Les mineurs – représentés par le propre syndicat de Huarachi, la FSTMB – étaient autrefois le principal bastion de l’organisation ouvrière bolivienne, à la tête de la Révolution nationale des années 1950 en réaction aux dictatures militaires et à la politique néolibérale inspirée par le FMI. Leur travail dans les mines, au sein d’un pays dépendant fortement de l’exportation de ses minerais, a fait d’eux les acteurs du secteur le plus fort – et le seul armé – parmi les organisations de travailleurs. La situation a évolué suite à la fermeture des mines appartenant à l’État sous Víctor Paz Estenssoro en 1985, ce qui a sapé le syndicat.
Ces dernières années, le gouvernement de Morales a empêché la fermeture de mines appartenant à l’État tout en accordant des subventions aux mines privées afin de leur permettre de rémunérer correctement leurs employés. Cela a contribué à faire de la FSTMB (et de la COB), des alliés proches du « processus de changement ». Mais même si la FSTMB a perdu une partie de son influence, son héritage se poursuit au sein des syndicats militants impliquant d’anciens mineurs, comme les Six fédérations du Trópico, les producteurs de coca des Yungas, les associations syndicales d’El Alto et de nombreuses banlieues indigènes.
Ces organisations sont encore sous l’influence idéologique de la culture indigène pré-capitaliste, mais aussi des traditions syndicales. La COB a également une valeur symbolique majeure compte tenu de son rôle historique dans la lutte pour la démocratie.
La COB doit ainsi représenter ses soutiens traditionnels parmi les travailleurs et, en même temps, la classe moyenne indigène qui a émergé sous la présidence de Morales comprenant un grand nombre d’étudiants. Sous le gouvernement d’Áñez, une partie de cette nouvelle classe moyenne autochtone a commencé à perdre les droits sociaux conquis au cours de la dernière décennie, avec des politiques néolibérales brutales affaissant leur niveau de vie.

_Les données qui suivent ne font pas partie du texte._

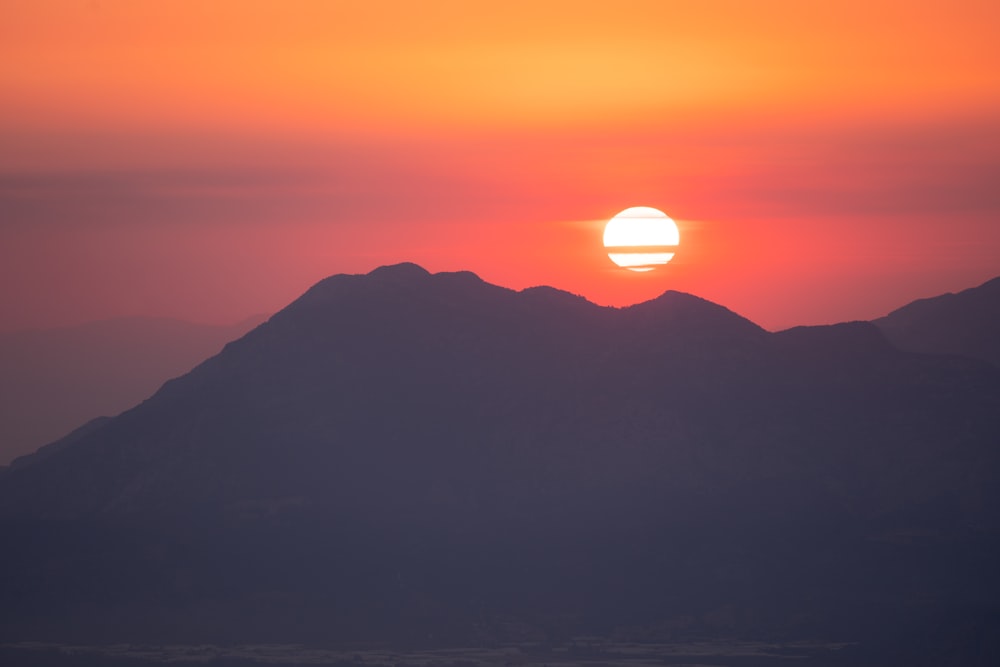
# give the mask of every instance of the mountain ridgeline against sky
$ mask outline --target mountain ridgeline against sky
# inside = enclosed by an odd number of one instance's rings
[[[769,333],[678,292],[327,278],[0,474],[0,639],[766,635],[974,664],[1000,369],[904,351],[900,312]]]
[[[1000,367],[1000,277],[914,301],[875,324],[901,349],[975,357]]]
[[[129,317],[0,332],[0,465],[134,406],[263,320]]]

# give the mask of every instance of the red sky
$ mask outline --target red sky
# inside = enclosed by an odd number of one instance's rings
[[[0,330],[415,261],[778,329],[1000,274],[986,0],[0,5]],[[655,206],[674,261],[616,269]]]

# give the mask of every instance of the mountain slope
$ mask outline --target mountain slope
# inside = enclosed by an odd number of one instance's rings
[[[610,437],[605,431],[624,419],[611,413],[600,430],[578,434],[572,429],[590,404],[614,406],[624,393],[629,409],[642,411],[641,422],[660,412],[653,386],[660,377],[673,377],[673,387],[682,377],[722,384],[707,372],[693,377],[714,339],[731,343],[727,354],[766,339],[746,320],[686,295],[622,312],[565,295],[529,296],[472,274],[430,276],[405,265],[335,276],[81,439],[63,455],[72,463],[53,461],[20,477],[31,479],[28,493],[43,497],[55,515],[79,515],[231,506],[279,488],[289,495],[309,488],[310,502],[332,506],[337,489],[364,479],[341,465],[345,456],[365,474],[402,475],[392,483],[405,486],[416,471],[440,476],[442,465],[455,466],[452,477],[468,474],[464,466],[484,476],[496,476],[494,466],[523,466],[507,449],[522,442],[522,454],[547,459],[536,469],[554,474],[578,465],[560,458],[574,454],[573,439]],[[737,361],[753,363],[750,356]],[[689,399],[678,394],[674,401],[680,409]],[[485,443],[484,424],[493,426]],[[529,446],[540,429],[559,436],[551,449]],[[415,442],[401,447],[406,440]],[[382,456],[405,457],[406,465],[385,465]],[[86,481],[81,471],[107,465],[104,457],[119,465],[133,459],[134,469],[123,471],[120,485]],[[286,466],[283,481],[272,477]],[[48,475],[55,481],[45,482]],[[337,484],[328,483],[331,475]],[[223,491],[216,477],[232,479],[233,488]],[[480,482],[480,490],[498,483]],[[47,484],[52,493],[39,494]],[[60,499],[65,507],[57,509]]]
[[[1000,278],[914,301],[875,324],[901,349],[961,355],[1000,367]]]
[[[116,415],[260,324],[123,318],[0,333],[0,465]]]
[[[676,292],[613,309],[338,275],[0,476],[4,620],[109,641],[960,629],[1000,593],[998,435],[1000,371],[868,323],[770,334]]]

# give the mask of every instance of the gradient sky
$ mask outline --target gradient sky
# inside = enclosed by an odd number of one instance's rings
[[[0,330],[415,261],[779,329],[1000,274],[1000,4],[0,3]],[[674,217],[665,269],[604,222]]]

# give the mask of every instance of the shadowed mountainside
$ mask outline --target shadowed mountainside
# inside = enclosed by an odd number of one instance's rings
[[[134,317],[0,333],[0,465],[134,406],[263,320]]]
[[[809,636],[975,664],[998,442],[998,369],[870,323],[338,275],[0,476],[4,634]]]
[[[874,323],[900,349],[961,355],[1000,367],[1000,278],[914,301]]]

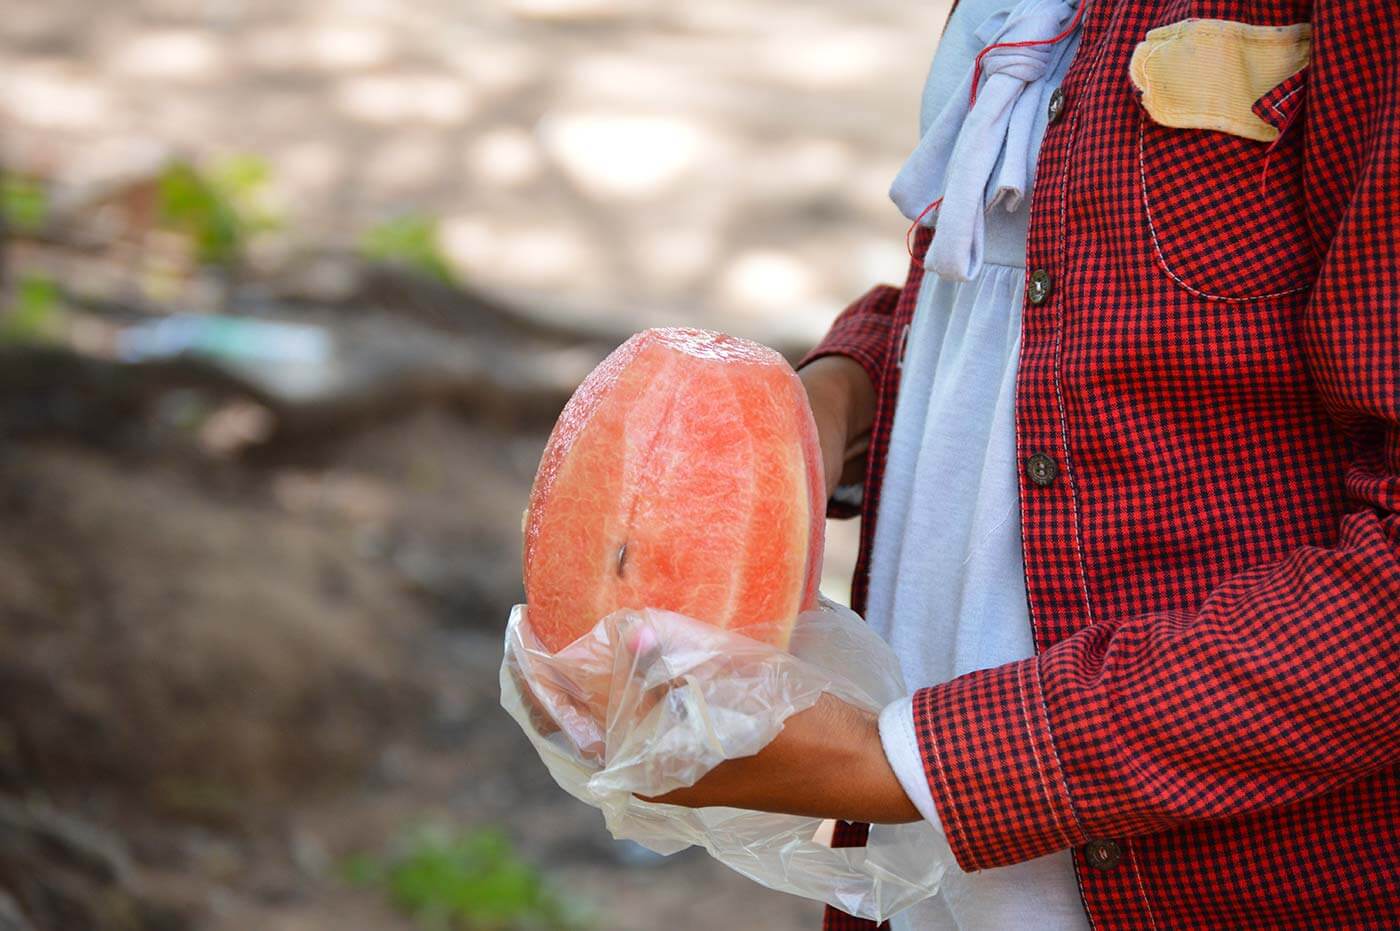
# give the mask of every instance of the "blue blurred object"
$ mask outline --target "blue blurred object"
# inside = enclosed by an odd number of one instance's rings
[[[330,334],[318,326],[217,315],[163,317],[128,327],[117,337],[117,357],[124,362],[190,355],[318,365],[331,358],[331,350]]]

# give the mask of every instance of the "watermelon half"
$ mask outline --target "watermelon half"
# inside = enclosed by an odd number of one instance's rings
[[[623,608],[786,646],[815,605],[825,484],[807,394],[778,353],[646,330],[569,399],[525,518],[531,629],[558,651]]]

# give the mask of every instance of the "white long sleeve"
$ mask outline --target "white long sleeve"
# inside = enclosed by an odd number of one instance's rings
[[[914,735],[914,700],[901,698],[890,702],[880,712],[880,743],[885,748],[885,759],[890,769],[899,777],[904,794],[919,809],[924,820],[933,825],[940,834],[943,822],[938,818],[938,808],[933,804],[933,792],[924,775],[924,761],[919,756],[919,742]]]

Ainsi, l’incapacité économique du gouvernement d’Áñez à faire face à la crise économique a fini par renforcer les mouvements sociaux et la COB, tandis que le racisme latent des dirigeants du gouvernement renvoie les autochtones de la classe moyenne dans le giron du MAS.
Échos à 2003
De nombreux partisans du MAS et intellectuels de gauche comme Jorge Richter évoquent un parallélisme entre la situation actuelle et les turbulences néolibérales du début des années 2000, ayant permis à Evo Morales d’accéder au pouvoir. On peut en effet relever de nombreuses similitudes.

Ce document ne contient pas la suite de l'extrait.